With a wealth of experience in managing the complexities of multi-cell designs, OEMs could easily overlook or underestimate the fact that single-cell devices still require proactive cell management and protection from the numerous conditions that could manifest themselves.

Making safety inherent
While generating the charge voltage and current will be the remit of a power circuit (typically a dc/dc converter), monitoring the output of the charge circuit as it is applied to the battery terminals should be entrusted to a separate functional block.

This would include detecting an overvoltage and/or overcurrent condition during charging, as well as monitoring for possibly dangerous conditions during normal operation, such as short-circuits across the terminals. As stated earlier, overdischarge is also detrimental to a battery cell’s general performance and health, so any monitoring solution should also check for this condition. Adding this level of functionality into portable and wearable devices is challenging for several reasons.
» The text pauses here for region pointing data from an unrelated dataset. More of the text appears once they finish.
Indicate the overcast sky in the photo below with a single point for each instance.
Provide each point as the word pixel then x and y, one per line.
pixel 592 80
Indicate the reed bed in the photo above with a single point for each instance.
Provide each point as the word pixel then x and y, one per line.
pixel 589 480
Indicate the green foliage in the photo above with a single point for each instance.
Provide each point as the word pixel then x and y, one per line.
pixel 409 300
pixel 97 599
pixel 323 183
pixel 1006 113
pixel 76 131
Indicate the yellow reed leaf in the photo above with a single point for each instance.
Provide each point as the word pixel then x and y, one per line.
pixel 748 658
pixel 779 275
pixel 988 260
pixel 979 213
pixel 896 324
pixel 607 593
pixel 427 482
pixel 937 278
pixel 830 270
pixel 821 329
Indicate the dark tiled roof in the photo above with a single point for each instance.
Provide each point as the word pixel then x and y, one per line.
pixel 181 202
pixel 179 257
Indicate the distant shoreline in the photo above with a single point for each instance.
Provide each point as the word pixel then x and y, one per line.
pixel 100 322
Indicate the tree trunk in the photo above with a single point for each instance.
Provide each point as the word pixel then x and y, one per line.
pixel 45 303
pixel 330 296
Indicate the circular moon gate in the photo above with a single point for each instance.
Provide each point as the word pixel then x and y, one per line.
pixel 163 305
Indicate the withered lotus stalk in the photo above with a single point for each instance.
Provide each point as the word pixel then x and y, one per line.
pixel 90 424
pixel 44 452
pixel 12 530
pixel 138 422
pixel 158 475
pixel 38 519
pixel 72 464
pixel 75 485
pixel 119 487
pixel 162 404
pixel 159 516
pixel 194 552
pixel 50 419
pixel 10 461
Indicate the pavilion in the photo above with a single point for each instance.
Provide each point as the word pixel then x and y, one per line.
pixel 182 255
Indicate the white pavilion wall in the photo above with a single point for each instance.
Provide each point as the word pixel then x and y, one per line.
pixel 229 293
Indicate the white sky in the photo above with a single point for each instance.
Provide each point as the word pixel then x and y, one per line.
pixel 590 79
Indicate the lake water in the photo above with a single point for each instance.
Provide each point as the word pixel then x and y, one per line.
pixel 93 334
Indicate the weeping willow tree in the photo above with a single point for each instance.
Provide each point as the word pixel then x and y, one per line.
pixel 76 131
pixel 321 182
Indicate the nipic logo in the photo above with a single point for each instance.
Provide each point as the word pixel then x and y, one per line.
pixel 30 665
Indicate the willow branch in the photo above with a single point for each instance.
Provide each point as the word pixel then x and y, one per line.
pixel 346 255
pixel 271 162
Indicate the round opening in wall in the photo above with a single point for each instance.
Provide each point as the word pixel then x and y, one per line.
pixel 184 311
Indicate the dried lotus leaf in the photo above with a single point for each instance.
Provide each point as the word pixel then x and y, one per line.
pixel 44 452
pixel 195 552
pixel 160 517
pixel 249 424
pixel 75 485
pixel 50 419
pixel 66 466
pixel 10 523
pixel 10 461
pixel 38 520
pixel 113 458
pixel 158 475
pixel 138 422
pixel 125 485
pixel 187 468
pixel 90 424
From an engineering point of view, it will require extra space and system power; from a commercial point of view, it will add cost to the bill of materials. Any chosen solution needs to be small, low-power, and low-cost.
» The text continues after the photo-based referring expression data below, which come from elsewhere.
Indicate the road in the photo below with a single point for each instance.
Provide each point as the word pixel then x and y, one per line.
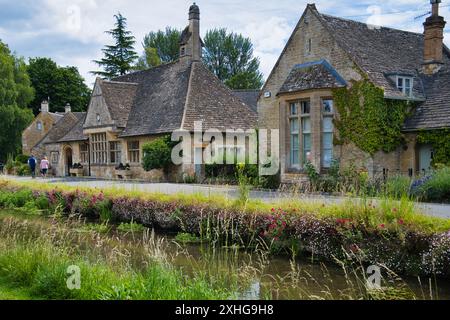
pixel 437 210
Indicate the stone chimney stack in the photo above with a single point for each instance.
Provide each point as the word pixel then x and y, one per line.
pixel 44 106
pixel 434 40
pixel 190 42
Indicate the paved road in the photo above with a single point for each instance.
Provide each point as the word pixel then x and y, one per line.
pixel 438 210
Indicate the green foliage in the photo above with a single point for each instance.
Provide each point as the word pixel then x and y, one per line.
pixel 118 58
pixel 437 188
pixel 367 119
pixel 440 140
pixel 157 154
pixel 187 238
pixel 230 57
pixel 130 227
pixel 165 44
pixel 61 84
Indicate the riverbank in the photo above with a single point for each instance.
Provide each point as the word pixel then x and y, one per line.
pixel 390 234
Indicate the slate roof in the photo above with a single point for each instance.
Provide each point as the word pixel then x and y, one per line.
pixel 119 97
pixel 313 75
pixel 249 97
pixel 174 95
pixel 76 133
pixel 434 113
pixel 379 51
pixel 62 127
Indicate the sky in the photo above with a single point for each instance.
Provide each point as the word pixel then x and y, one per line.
pixel 71 32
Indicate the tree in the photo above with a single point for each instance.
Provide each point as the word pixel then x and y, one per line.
pixel 118 58
pixel 15 95
pixel 59 85
pixel 166 43
pixel 230 57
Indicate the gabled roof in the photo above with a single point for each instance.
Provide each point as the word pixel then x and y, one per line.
pixel 62 127
pixel 434 113
pixel 213 103
pixel 175 95
pixel 119 97
pixel 76 133
pixel 379 50
pixel 312 75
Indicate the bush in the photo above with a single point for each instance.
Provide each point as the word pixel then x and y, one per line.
pixel 157 154
pixel 437 187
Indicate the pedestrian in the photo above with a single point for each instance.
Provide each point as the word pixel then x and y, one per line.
pixel 44 167
pixel 32 164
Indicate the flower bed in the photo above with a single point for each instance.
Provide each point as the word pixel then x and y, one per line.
pixel 397 243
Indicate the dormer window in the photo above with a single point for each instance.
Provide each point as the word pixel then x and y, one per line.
pixel 405 85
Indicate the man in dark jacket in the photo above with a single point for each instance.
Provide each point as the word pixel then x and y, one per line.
pixel 32 163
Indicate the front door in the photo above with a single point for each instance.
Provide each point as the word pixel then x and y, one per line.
pixel 425 158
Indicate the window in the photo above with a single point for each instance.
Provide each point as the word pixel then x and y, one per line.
pixel 133 152
pixel 405 85
pixel 99 148
pixel 300 132
pixel 54 157
pixel 327 134
pixel 115 152
pixel 84 155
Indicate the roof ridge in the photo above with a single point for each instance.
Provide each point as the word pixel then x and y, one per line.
pixel 368 24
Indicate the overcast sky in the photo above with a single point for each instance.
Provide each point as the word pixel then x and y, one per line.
pixel 72 31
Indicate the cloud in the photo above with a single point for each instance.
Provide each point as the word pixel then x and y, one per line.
pixel 72 31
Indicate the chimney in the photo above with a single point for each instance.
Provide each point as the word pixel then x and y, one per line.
pixel 433 40
pixel 44 106
pixel 190 42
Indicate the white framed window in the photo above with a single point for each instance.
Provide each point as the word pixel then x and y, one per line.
pixel 99 148
pixel 327 132
pixel 115 152
pixel 405 85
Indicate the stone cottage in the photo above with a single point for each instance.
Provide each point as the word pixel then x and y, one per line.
pixel 325 53
pixel 136 108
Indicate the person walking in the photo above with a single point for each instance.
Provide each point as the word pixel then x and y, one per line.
pixel 32 164
pixel 44 167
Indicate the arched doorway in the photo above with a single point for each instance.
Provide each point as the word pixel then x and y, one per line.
pixel 68 162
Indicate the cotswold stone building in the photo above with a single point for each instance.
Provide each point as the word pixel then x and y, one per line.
pixel 325 53
pixel 136 108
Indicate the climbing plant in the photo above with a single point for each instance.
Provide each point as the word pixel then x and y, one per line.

There are now a number of devices on the market that meet these requirements. The AP9234L family from Diodes is a single-chip solution for single-cell lithium-ion management in smart phones, wearable devices, and other portable applications. It integrates a highly accurate battery protection circuit with dual N-channel MOSFETs with ultra-low Rss(on). The device itself has been designed to operate at an extremely low quiescent current of 3.0 μA (typically) and even features a power-down mode that reduces quiescent current to 0.01 μA. It is available in a package measuring just 2.5 x 3.5 x 0.5 mm.

As illustrated by the functional block diagram in Fig. 1, the device is designed to control the charging and discharging of a cell. During normal conditions, the MOSFET allows normal charge/discharge operation; however, it constantly monitors the system to detect possible fault conditions, at which time it will isolate the cell from the rest of the system through the internal MOSFETs.


Fig. 1: Functional block diagram of Diodes’ AP9234 battery protection IC.



Conditions that can be monitored and detected include overcharge voltage, overdischarge voltage, overcharge current, and overdischarge current. If the conditions exist for longer than a predetermined time, measured by the integrated delay timer circuit (Fig. 1), the device enters a fault mode and takes the necessary action to prevent fault escalation.

The inexorable trends toward smaller devices, typified by the latest wearable devices, will ensure that OEMs must continue to push the boundaries of product development. As rechargeable cell technology strives to keep pace and enable these trends, it will inevitably put pressure on developers to integrate more functionality into ever-smaller form-factors. Through the development of highly integrated solutions, companies like Diodes are ensuring that battery management isn’t relegated to the “optional” list, especially as it plays such an important role in overall product safety, reliability, and integrity.